On Thursday, the US Justice Department unsealed an indictment against two Chinese nationals, accusing them of conspiring to hack into US government computers to steal information about valuable technology. The Justice Department says that Zhu Hua and Zhang Jianguo were part of a hacking group known as “Stone Panda,” or “Red Apollo,” which mounted hacking attacks on the US Navy and on NASA, and also stole information from private companies. Prosecutors say the hacking group was involved in attacks on computers in at least 12 countries around the world.
Here’s what you need to know about Zhu Hua and Zhang Jianguo:
1. Prosecutors Say Zhu & Zhang Were Part of a Team That Successfully Stole Data About Aviation, Space Technology, & Electronics from US Government Computers
The Department of Justice is charging that Zhu and Zhang were key members of a campaign by the Chinese government, known as the Technology Theft Campaign, which first got underway in 2006. Prosecutors say that Zhu, Zhang, and their co-conspirators managed to hack into computers belonging to US government agencies and to private companies. Government prosecutors charge that the group stole “hundreds of gigabytes of sensitive data and information” from those computer systems.
Prosecutors say the group stole information from private companies involved in aviation, space, and/or satellite technology, as well as from companies involved in electronic systems. The indictment charges that the group also pilfered data from companies involved in maritime technology and in oil and gas drilling. Prosecutors say that the hackers even managed to break into computers owned by and the NASA Goddard Space Center and Jet Propulsion Laboratory. The group also managed to steal “sensitive data” belonging to the Navy, prosecutors say. That data included the names, Social Security numbers, dates of birth, salary, phone numbers, and email addresses of more than 100,000 Navy personnel.
2. Prosecutors Say the Hackers Were Stealing Information & Passing It to the Chinese Government
Court documents charge that Zhu and Zhang were members of a hacking group operating inside of China. The group had a lot of code names: it was called “Stone Panda,” “Red Apollo,” “MenuPass,” and “POTASSIUM,” among other things. Within the cybersecurity community, the group was known as the APT10 Group.
The Department of Justice charges that the APT10 group acted “in association” with the Chinese government, stealing data from American government agencies and businesses and passing it along to China. “The indictment alleges that the defendants were part of a group that hacked computers in at least a dozen countries and gave China’s intelligence service access to sensitive business information,” said Deputy Attorney General Rosenstein. “This is outright cheating and theft, and it gives China an unfair advantage at the expense of law-abiding businesses and countries that follow the international rules in return for the privilege of participating in the global economic system.”

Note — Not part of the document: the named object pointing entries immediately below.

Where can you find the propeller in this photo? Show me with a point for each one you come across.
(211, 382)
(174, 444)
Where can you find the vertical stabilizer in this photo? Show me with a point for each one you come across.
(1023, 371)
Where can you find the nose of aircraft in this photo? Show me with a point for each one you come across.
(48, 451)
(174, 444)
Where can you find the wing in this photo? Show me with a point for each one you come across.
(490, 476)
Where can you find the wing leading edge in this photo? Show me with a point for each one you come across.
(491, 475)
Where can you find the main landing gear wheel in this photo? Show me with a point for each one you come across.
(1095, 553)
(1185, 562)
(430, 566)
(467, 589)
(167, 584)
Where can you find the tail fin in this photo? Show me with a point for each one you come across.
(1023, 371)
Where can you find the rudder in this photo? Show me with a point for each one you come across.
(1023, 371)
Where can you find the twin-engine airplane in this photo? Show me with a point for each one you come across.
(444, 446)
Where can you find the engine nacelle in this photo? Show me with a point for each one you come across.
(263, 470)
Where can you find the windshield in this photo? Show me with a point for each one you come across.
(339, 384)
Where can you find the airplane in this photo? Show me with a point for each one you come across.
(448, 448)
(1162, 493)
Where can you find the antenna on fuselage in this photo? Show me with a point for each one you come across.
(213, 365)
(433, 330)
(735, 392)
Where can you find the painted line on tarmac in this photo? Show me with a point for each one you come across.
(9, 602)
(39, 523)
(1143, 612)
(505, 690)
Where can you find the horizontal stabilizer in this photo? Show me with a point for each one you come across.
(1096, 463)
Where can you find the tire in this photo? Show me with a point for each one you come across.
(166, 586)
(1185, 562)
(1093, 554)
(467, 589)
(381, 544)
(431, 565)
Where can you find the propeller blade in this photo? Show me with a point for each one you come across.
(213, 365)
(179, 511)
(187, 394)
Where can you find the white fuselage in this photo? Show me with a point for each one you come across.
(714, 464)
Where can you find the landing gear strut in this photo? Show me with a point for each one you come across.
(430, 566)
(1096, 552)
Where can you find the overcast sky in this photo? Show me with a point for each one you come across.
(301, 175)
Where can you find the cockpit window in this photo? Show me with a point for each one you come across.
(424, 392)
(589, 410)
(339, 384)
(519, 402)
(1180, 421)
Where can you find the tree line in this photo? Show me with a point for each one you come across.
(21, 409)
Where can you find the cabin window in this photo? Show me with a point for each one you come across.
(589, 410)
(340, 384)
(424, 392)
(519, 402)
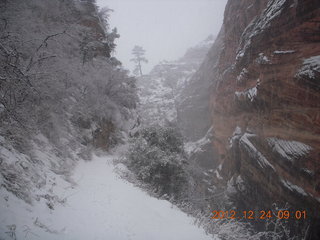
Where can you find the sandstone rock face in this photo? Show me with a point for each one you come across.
(265, 102)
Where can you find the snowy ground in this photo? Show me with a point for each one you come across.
(100, 206)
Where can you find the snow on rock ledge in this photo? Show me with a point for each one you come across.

3. Zhu & Zhang Are Not in US Custody & the US Doesn’t Have an Extradition Treaty With China
Prosecutors say that if convicted, Zhu and Zhang could face up to 27 years in prison for the charges of computer intrusion, wire fraud, and identity theft. But it’s not clear how American authorities would actually punish the men, even if they are convicted. Both Zhu and Zhang appear to still be in China, and the trial will likely go on without them physically being there. China does not have an extradition treaty with the US, and there is no real reason to believe that Chinese authorities would turn Zhu and Zhang over to the American government.
In fact, the US government has been stressing that the alleged hackers were working alongside the Chinese government. Christopher Wray, the director of the FBI, said at a press conference that China is trying to steal information in order to beat out American competition: “China’s goal, simply put, is to replace the US as the world’s leading superpower and they’re using illegal methods to get there,” Wray told reporters.
4. Prosecutors Charge that Zhu & Zhang Were Part of a Group That Carried Out ‘Computer Intrusions’ for Over a Decade, Targeting Computers Around the World
US authorities say that the APT10 group, also known as “Stone Panda,” started operating in 2006 and was still active into 2018. Authorities say that the group hacked into computers in “at least a dozen countries” around the world, stealing “sensitive business information” and passing it along to the Chinese government.
“The indictment alleges that the defendants were part of a group that hacked computers in at least a dozen countries and gave China’s intelligence service access to sensitive business information,” said Deputy Attorney General Rosenstein. “This is outright cheating and theft, and it gives China an unfair advantage at the expense of law-abiding businesses and countries that follow the international rules in return for the privilege of participating in the global economic system.”
5. The FBI, NCIS, and the Department of Defense All Took Part in the Investigation of Zhu & Zhang
The investigation into Zhu, Zhang, and the APT10 group was the product of cooperation between three agencies: the FBI, NCIS (the Navy’s investigations unit) and DCIS (the Department of Defense’s investigations unit.) A number of FBI field offices were involved in the investigation, including the New Orleans, New Haven, Houston, New York, Sacramento, and San Antonio Field Offices.
The indictment was unsealed on December 20 in Manhattan federal court.